Los tres detenidos por el tiroteo que tuvo lugar el 15 de julio en la Semana Negra ingresaron ayer en la cárcel de Villabona. Los acusados, que se habían negado a declarar en la Comisaría de Gijón, fueron ayer llamados a hacerlo ante el titular del juzgado de instrucción número 3, Jesús Pino Paredes, quien decretó su prisión provisional. El caso se encuentra bajo secreto de sumario y a partir de mañana será responsabilidad del juzgado de instrucción número 2, encargado de llevar las diligencias hasta el momento.
El magistrado cumplió con las pretensiones de la fiscal, Ángeles de Luis, quien había pedido cárcel para Salustiano G. L. y sus dos hijos, Salustiano y Alberto G. R. Los abogados de la familia, el ovetense Ricardo Álvarez-Buylla y el cántabro Marcos Ruiloba, no pudieron informar sobre el testimonio de sus clientes.
Por otra parte, fuentes policiales informaron ayer de que en los registros efectuados durante la investigación fueron intervenidas dos fundas de cuero para pistola y una caja de revólver de la marca Astra vacía.

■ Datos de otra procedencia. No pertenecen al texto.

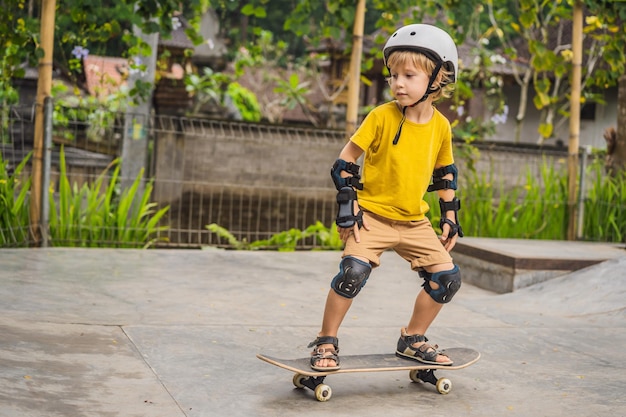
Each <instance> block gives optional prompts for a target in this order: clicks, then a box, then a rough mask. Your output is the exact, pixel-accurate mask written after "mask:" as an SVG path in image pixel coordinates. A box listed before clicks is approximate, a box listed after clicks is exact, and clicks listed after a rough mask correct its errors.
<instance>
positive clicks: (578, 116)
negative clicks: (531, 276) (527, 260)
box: [567, 0, 583, 240]
mask: <svg viewBox="0 0 626 417" xmlns="http://www.w3.org/2000/svg"><path fill="white" fill-rule="evenodd" d="M572 52H573V59H572V75H571V77H572V78H571V83H570V85H571V86H572V91H571V97H570V119H569V143H568V152H567V153H568V159H567V178H568V188H567V209H568V213H569V222H568V227H567V239H568V240H575V239H576V201H577V197H578V196H577V191H578V154H579V149H578V148H579V138H580V83H581V68H582V56H583V4H582V1H581V0H576V2H575V3H574V13H573V17H572Z"/></svg>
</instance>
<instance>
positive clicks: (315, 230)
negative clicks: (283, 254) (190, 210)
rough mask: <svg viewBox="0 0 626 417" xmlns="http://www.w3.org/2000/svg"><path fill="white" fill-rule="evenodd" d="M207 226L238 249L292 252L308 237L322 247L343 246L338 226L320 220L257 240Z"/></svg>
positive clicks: (208, 227)
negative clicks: (310, 238) (322, 221)
mask: <svg viewBox="0 0 626 417" xmlns="http://www.w3.org/2000/svg"><path fill="white" fill-rule="evenodd" d="M206 228H207V229H208V230H209V231H210V232H212V233H215V234H216V235H217V236H218V237H219V238H221V239H223V240H225V241H226V242H227V244H228V246H230V247H232V248H233V249H238V250H259V249H273V250H278V251H279V252H290V251H294V250H296V247H297V245H298V243H299V242H301V241H303V240H304V239H307V238H313V239H314V240H315V243H316V247H318V248H320V249H327V250H338V249H341V248H342V247H343V242H342V241H341V239H340V238H339V232H338V231H337V226H336V225H335V224H333V225H332V226H331V227H330V229H329V228H327V227H326V226H324V225H323V224H322V223H321V222H320V221H317V222H316V223H314V224H312V225H310V226H309V227H307V228H306V229H305V230H298V229H295V228H292V229H289V230H287V231H284V232H280V233H276V234H274V235H272V236H271V237H270V238H269V239H263V240H256V241H254V242H247V241H246V240H245V239H244V240H241V241H240V240H238V239H237V238H236V237H235V236H234V235H233V234H232V233H231V232H229V231H228V230H227V229H225V228H224V227H222V226H219V225H218V224H216V223H211V224H209V225H207V226H206Z"/></svg>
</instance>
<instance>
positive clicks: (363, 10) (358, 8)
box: [346, 0, 365, 139]
mask: <svg viewBox="0 0 626 417" xmlns="http://www.w3.org/2000/svg"><path fill="white" fill-rule="evenodd" d="M364 26H365V0H359V2H358V4H357V6H356V13H355V16H354V28H353V34H352V57H351V58H350V73H349V75H348V77H349V78H348V107H347V109H346V139H347V138H349V137H350V136H352V134H353V133H354V131H355V130H356V125H357V118H358V116H359V95H360V94H359V93H360V90H361V83H360V81H361V57H362V55H363V28H364Z"/></svg>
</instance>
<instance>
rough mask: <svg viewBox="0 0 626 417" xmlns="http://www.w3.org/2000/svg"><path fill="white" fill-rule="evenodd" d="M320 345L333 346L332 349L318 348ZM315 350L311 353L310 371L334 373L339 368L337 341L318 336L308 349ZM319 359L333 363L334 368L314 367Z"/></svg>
mask: <svg viewBox="0 0 626 417" xmlns="http://www.w3.org/2000/svg"><path fill="white" fill-rule="evenodd" d="M320 345H333V349H328V348H319V347H318V346H320ZM314 346H315V349H314V350H313V352H312V353H311V369H313V370H315V371H321V372H324V371H336V370H338V369H340V368H341V366H340V365H339V356H338V354H339V339H337V338H336V337H333V336H320V337H318V338H317V339H315V340H314V341H312V342H311V343H309V345H308V347H310V348H311V347H314ZM320 359H330V360H333V361H335V363H336V365H335V366H317V365H315V364H316V363H317V361H319V360H320Z"/></svg>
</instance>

La Unidad de Delitos Violentos concede especial importancia a la colaboración ciudadana y, en especial, a alguna de las informaciones recibidas, que aportaron diversas líneas de investigación. Apoyados en estos testimonios y fruto de sus propias pesquisas, obtuvieron indicios y elementos de prueba que permitieron centrar la autoría de los hechos en los ahora encarcelados.
Según informa la Policía, las evidencias obtenidas demostrarían que el origen de los disparos respondió a las desavenencias entre la familia de los acusados y otro feriante, regente de una atracción de alquiler de quads, de características similares a la de los detenidos.
Los testimonios obtenidos apuntan a que fueron los hermanos, Salustiano y Alberto G. R. los autores de los disparos, estando en compañía de su padre, Salustiano G. L., a quien los testigos también señalan como portador de un arma.
Gran complejidad
El atestado recoge, además, elementos que permiten determinar que los puestos de dichos feriantes estaban instalados en la Semana Negra durante la noche de autos.
Por otra parte, la familia de los acusados acudió ayer a los juzgados de la calle de Juan Carlos I a apoyar a los reclusos. Eran en total dieciséis personas, quienes defendieron a los suyos, aseguraron que «no fueron ellos» y se mostraron convencidos de que «todo es mentira». De momento, Salustiano y sus hijos pasará todo el día en el módulo de ingresos de Villabona. Hoy se cumplen tres días desde su detención en las localidades gallegas de Cambados (Pontevedra) y Ribeira (La Coruña), en un operativo en el que participaron agentes de la Comisaría de Gijón y funcionarios de las comisarías de Villagarcía de Arosa y Ribeira.
A pesar de que seguía la pista de los presuntos autores desde Gijón, la investigación, dicen desde la Policía Nacional, «estuvo rodeada de gran complejidad y dificultadas derivadas tanto de las circunstancias en que se produjo el hecho, como del hermetismo que rodea el entorno de los feriantes en el que se desenvuelven las personas implicadas». En el tiroteo del 15 de julio, resultaron heridos dos jóvenes: J. M. G. U., de 21 años, y M. T. A., de 24, cuando se disponían a abandonar el recinto de madrugada.